Amongst C programmers, a "Lint checker" is a program that checks for
possible errors that the compiler, because of the way the language is
defined, cannot itself detect. The name has carried over to Prolog. In
this context, a Lint checker will have as one of its functions a check
for possibly-misspelt variables. Such a check is based on the assumption
that the programmer will use _ to denote variables that occur only once:
    member( X, [X|_] ).
    member( X, [_|T] ) :- member( X, T ).

If this assumption holds, then should a named variable occur once only,
it must be misspelt. The program below performs such a check. It
proved invaluable when I wrote the arrays module, which contains large
numbers of similarly named variables, and in which I made a large number
of typing errors.


(9) Automatic program testing.
------------------------------

When developing programs, it is useful to have some way of testing
predicates against their specification, and to be able to run these
tests automatically every time you update a module. The entry AUTOTEST
in my library does this, and I have included it with the source of the
Tutor. The idea is that one can write a "script" (not the same as the
Tutor's scripts) containing test calls and an indication of whether
these calls ought to succeed, fail or raise an error.
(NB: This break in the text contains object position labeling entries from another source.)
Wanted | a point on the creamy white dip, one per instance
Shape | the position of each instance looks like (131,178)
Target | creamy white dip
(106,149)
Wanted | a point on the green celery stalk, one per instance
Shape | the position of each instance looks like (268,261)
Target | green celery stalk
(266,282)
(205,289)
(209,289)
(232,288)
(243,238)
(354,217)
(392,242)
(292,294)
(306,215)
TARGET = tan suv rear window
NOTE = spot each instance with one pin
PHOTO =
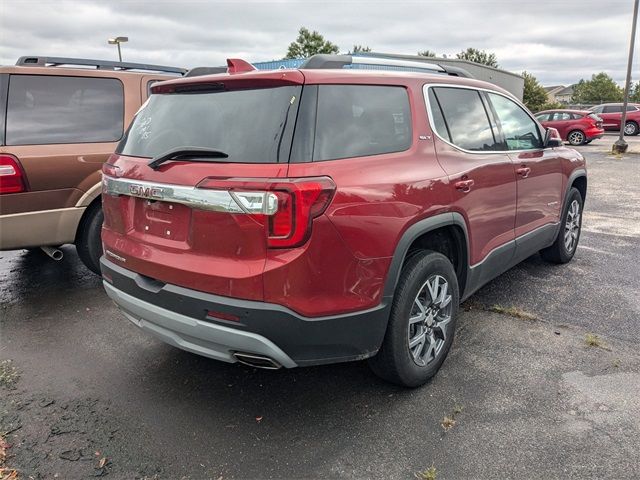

The table below shows some typical tests.
*   append( [1], [2], [1,2] ) :: s.
        The goal should succeed.
*   member( x, [] ) :: f.
        The goal should fail.
*   see( V ) :: c.
        The goal should crash.
*   see( 'Not a filename' )::crashes(error('-RMS-E-FNF, file not found'))
        The goal should crash with a specified error code.

This program has come in useful during several cycles of modification.
It can of course be used for programs other than the Tutor.


(10) Timing goals.
------------------

In writing the Tutor, I have to admit that I have not been unduly
concerned with efficiency, taking the view that if response at the
terminal is too fast to produce a visible delay, it is fast enough.
Nevertheless, it is sometimes necessary to make predicates more
efficient, and attempting to do so can provoke some interesting
exercises in program transformation.

"The Craft of Prolog" contains in chapter 3 predicates for measuring
the amount of CPU time consumed by a goal. I have adapted these to
Poplog, and the result is in CPU_TIME.PL.

When using these on our VAX, it becomes apparent that the values
returned by the Pop procedure systime differ substantially even between
successive calls of the same goal. Although Poplog is unlikely to be in
exactly the same storage state at the start of each goal, it is unlikely
that the differences in state are great enough to account for these
variations. More likely is that the operating system routine called by
systime is counting swap time or other operating system activities as
part of the caller's CPU time: a not terribly helpful way of accounting.

Because of these variations, it's useful to get some idea of the scatter
between adjacent calls of the same goal. The predicates in MEAN_TIME.PL
do this.


(11) The use of Pop-11.
-----------------------                    

The first version of the Tutor made extensive use of Pop-11, calling it
from Prolog whenever something could not be done in Prolog (testing for
file existence, reading command-line parameters), or could be done more
efficiently in Pop (editing strings, sending output to character lists).

In writing this book, I have kept to Prolog wherever possible. In a few
places, there was just no portable way to do what I needed to do, and I
have had to retain the calls to Pop-11. Any modules that do still call
Pop are clearly commented, and I have suggested ways of porting to other
Prologs. Poplog is in fact quite poor in Prolog extensions, presumably
because it  is possible to do most things in Pop-11; many other
Prologs - Quintus, Prolog-2, C-Prolog for example - are well
supplied with predicates for doing what I've had to do via Pop.

In my code, the use of Pop signals itself in two ways. The predicate
prolog_eval(P) treats P as the name of a Pop-11 routine and calls it,
then succeeds. prolog_eval(P,R) calls P, expecting it to return a
result, and unifies R with that result.

The Pop-11 code itself is in separate files with the extension .P.
These are loaded with the predicate pop_compile, defined in LIB.
If you don't use Pop, you can forget all about these.